1a, 1b, and 1c are longitudinal sectional views of the embodiment of the present invention, and FIG. 2 is a perspective view of the plunger guide in FIGS. 1a, 1b, and 1c, Third
Figures a and 3b are longitudinal sectional views of the conventional example. DESCRIPTION OF SYMBOLS 1... Movable seat, 1a... Valve seat, 1b... Cylindrical part, 1d... Spring seat, 2... Inflow passage chamber, 3...
...Outflow passage chamber, 4...Plunger, 5...Case, 5a...Inner flange portion, 6...Suction pipe member, 7...Diaphragm, 8...Through hole, 9...
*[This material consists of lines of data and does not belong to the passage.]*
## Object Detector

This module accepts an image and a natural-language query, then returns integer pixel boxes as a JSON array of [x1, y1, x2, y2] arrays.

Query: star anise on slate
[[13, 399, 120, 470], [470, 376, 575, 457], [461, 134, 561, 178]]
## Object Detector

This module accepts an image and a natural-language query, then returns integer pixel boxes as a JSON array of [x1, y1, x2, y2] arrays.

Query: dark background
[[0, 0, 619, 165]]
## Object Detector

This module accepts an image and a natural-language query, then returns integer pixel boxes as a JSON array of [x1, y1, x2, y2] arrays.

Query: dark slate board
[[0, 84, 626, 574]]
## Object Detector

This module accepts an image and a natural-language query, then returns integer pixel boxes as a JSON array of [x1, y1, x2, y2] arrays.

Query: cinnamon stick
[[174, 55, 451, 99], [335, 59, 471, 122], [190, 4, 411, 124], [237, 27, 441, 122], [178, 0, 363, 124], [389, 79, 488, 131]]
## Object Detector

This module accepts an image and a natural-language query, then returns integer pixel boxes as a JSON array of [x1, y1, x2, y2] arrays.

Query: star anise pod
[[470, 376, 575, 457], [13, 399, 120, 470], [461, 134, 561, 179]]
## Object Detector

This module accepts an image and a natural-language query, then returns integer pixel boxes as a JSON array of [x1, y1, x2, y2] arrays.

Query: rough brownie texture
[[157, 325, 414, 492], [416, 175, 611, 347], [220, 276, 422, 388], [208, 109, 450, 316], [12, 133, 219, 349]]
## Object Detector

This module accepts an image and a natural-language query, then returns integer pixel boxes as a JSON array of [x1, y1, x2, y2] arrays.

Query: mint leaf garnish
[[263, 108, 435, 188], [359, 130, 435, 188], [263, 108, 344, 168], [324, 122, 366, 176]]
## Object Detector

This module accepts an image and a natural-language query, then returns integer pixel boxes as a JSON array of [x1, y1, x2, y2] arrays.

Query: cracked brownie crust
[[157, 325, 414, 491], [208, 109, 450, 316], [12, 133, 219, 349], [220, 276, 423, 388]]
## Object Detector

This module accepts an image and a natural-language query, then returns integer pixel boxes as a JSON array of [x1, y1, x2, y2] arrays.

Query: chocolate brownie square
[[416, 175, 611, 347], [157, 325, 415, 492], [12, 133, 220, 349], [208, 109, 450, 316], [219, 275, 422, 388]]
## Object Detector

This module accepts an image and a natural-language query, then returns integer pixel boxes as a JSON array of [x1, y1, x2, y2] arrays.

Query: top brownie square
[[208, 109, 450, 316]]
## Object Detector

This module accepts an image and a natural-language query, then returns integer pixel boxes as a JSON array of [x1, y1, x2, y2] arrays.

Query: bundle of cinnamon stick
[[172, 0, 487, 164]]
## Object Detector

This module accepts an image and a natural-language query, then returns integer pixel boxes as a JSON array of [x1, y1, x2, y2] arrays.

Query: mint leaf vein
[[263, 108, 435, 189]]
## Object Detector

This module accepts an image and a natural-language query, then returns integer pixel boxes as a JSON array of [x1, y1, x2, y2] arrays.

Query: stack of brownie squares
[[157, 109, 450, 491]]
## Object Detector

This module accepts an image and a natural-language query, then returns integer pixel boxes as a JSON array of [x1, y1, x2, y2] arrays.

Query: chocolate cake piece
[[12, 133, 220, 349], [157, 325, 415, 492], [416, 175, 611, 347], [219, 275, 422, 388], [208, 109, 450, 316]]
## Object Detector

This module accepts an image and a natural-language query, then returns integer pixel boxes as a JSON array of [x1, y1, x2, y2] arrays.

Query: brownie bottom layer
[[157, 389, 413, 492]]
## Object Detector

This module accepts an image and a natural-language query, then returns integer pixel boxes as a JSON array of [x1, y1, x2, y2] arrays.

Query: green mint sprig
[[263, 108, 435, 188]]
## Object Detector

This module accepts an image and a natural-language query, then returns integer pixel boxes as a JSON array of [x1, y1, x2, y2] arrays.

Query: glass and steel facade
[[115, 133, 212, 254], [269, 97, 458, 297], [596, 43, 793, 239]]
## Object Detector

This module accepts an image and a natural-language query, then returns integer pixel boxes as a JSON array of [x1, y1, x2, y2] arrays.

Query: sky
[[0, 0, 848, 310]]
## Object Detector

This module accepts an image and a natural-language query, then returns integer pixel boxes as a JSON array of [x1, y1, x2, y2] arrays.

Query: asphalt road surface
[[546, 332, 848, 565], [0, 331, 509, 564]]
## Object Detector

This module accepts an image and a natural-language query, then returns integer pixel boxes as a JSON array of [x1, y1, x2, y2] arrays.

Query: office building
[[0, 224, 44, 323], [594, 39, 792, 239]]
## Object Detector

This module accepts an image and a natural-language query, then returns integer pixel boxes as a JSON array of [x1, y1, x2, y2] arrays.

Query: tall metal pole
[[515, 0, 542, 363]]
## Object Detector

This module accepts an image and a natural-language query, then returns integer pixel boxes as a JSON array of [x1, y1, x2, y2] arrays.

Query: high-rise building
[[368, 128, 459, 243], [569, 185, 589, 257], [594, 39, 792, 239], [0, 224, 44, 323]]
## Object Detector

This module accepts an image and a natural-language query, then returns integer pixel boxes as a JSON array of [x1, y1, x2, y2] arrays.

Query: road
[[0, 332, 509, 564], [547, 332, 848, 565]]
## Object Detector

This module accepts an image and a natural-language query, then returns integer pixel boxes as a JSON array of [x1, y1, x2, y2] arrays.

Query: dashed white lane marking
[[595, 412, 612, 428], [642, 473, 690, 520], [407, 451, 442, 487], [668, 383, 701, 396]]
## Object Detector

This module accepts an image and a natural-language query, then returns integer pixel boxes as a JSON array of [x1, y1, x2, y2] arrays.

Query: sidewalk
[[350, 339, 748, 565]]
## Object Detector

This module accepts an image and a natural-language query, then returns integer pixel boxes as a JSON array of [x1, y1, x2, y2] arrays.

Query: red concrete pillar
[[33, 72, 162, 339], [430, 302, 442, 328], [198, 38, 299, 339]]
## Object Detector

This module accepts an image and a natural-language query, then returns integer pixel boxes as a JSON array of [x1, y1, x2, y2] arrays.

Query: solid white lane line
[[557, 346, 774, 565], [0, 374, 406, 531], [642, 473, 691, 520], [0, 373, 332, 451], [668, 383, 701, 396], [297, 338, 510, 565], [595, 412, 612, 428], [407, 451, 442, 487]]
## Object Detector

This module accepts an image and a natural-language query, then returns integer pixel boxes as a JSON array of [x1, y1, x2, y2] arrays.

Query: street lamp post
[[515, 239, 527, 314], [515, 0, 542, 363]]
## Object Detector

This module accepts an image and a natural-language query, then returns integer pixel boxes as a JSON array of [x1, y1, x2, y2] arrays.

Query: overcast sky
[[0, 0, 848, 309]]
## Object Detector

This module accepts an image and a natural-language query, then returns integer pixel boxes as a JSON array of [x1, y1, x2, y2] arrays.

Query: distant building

Collar, 11... Nut, 12... Plunger guide, 13... Control flow path, 14... Stopper section,
15... Offset spring, 16... Valve section, 17... Retainer spring, 18... Discharge pipe, 19... Valve spring, 21... Bobbin, 22... Solenoid, 23... Mold material, 24... Core, 25... Core plate, 26
... Adjuster, 27 ... Connector, 28 ... Terminal, 29 ... Filler, 31, 32, 33 ... O-ring, 36 ... Suction pipe member, 41 ... Seat, 41a ... Valve seat.

Claims (1)

[Scope of Claim for Utility Model Registration] 1. An inflow passage chamber into the outer frame and an outflow passage chamber to the outside of the outer frame are provided in the outer frame, and a sheet separating the inflow passage chamber and the outflow passage chamber within the outer frame and a sheet separated from the sheet. A plunger that is integrally connected to the valve is always urged toward the seat side by a valve spring, and a solenoid placed on the outside of the plunger is energized to move the plunger between the seat and the valve against the force of the valve spring. In a solenoid valve which is configured to open and whose outflow passage chamber is connected to an intake manifold of an internal combustion engine and whose inflow passage chamber is connected to the atmosphere side, the seat is installed within an outer frame so as to be movable in the direction of a plunger axis to form a movable seat; At least, a stopper is provided in the outer frame with which the movable seat can move toward the valve and come into contact with the movable seat, and a retainer spring is interposed between the movable seat and the valve. The valve is separated from the valve seat of the movable seat by force, and when the internal combustion engine is running and the solenoid is not energized, the valve seat of the movable seat is brought into contact with the valve, and the movable seat is held in contact with the valve. When the solenoid is brought into contact with the stopper and the solenoid is energized while the internal combustion engine is operating, the valve is moved by electromagnetic attraction force against the repulsive force of the valve spring while keeping the movable seat in contact with the stopper. A solenoid valve characterized by being designed to open. 2. The solenoid valve according to claim 1, wherein the movable seat is always urged in a direction away from the stopper by an offset spring.